Analyze the time complexity of the following event processing code snippet.
// Pseudocode for event-driven blockchain listener
function processEvents(eventQueue) {
for (let event of eventQueue) {
handleEvent(event); // process each event
}
}
function handleEvent(event) {
// process event details
updateState(event.data);
}
This code listens to a queue of events and processes each one by updating the blockchain state.
Look at what repeats as the events come in.
- Primary operation: Looping through each event in the event queue.
- How many times: Once for every event in the queue.
As the number of events grows, the time to process them grows too.

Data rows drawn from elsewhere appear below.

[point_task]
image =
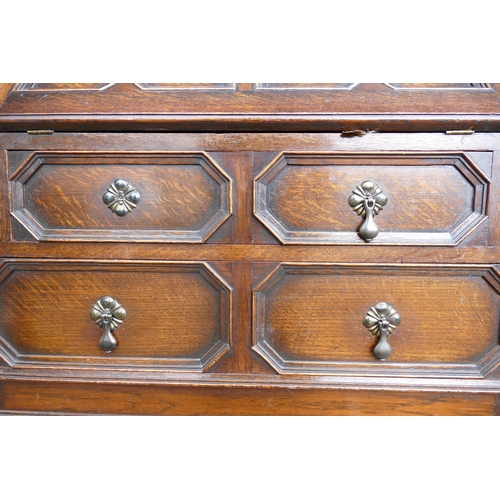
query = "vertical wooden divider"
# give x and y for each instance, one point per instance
(493, 211)
(242, 299)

| Input Size (n) | Approx. Operations |
|---|---|
| 10 | 10 event processes |
| 100 | 100 event processes |
| 1000 | 1000 event processes |
Pattern observation: The time grows directly with the number of events. Double the events, double the work.
Time Complexity: O(n)
This means the time to process events grows in a straight line with the number of events.
[X] Wrong: "Processing events happens instantly no matter how many there are."
[OK] Correct: Each event needs time to be handled, so more events mean more total time.
Understanding how event processing time grows helps you design blockchain systems that stay fast even as they handle many events.
"What if events were processed in parallel instead of one by one? How would the time complexity change?"